Nach Förderstopp KfW will nun doch Anträge für Energiesparhäuser bearbeiten

Wirtschaftsminister Robert Habeck hatte die Förderung energieeffizienter Häuser in der vergangenen Woche angesichts leerer Kassen überraschend gestoppt. Nun sollen Anträge, die bis zu dem Zeitpunkt eingegangen sind, doch noch berücksichtigt werden.
Böse Überraschung für Häuslebauer: Die KfW stellte ihr Förderprogramm für Effizienzhäuser vergangene Woche ein

Böse Überraschung für Häuslebauer: Die KfW stellte ihr Förderprogramm für Effizienzhäuser vergangene Woche ein

Foto: Harry Koerber / imago images/Harry Koerber

Viele Hausbauer können nach dem plötzlichen Förderstopp bei der Kreditanstalt für Wiederaufbau (KfW) nun doch mit Geld für ihre energieeffizienten Häuser rechnen. Die beteiligten Ministerien einigten sich nach Informationen mehrerer Nachrichtenagenturen am Dienstag darauf, dass Anträge, die vor dem Förderstopp am 24. Januar eingingen, nach den alten Kriterien bearbeitet werden sollen.

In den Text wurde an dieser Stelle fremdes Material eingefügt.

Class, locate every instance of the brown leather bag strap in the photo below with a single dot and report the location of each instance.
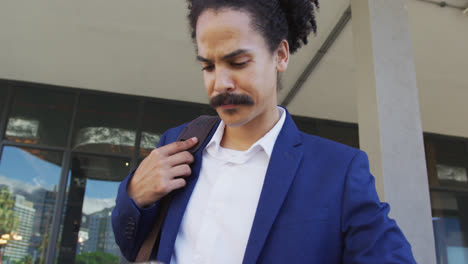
(200, 128)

Zudem sei man sich grundsätzlich darüber einig, dass der vergleichsweise strenge Neubau-Standard Effizienzhaus 40 künftig wieder gefördert wird. Ähnliches solle für die energetische Sanierung gelten.

Wirtschaftsminister Robert Habeck (Grüne; 52) hatte die Förderung von sogenannten Effizienzhäusern und der energetischen Sanierung in der vergangenen Woche mit sofortiger Wirkung gestoppt. Die Antragsflut im Januar besonders für den Bau von Häusern nach dem Standard 55 habe die bereitgestellten Mittel über die staatliche KfW-Bank deutlich überstiegen, hieß es.

Seit November habe es Anträge über 14 Milliarden Euro allein für diesen Standard gegeben, insgesamt lag das Volumen bei 20 Milliarden Euro. Statt bis zum 31. Januar konnten nur bis 24. Januar Anträge eingereicht werden.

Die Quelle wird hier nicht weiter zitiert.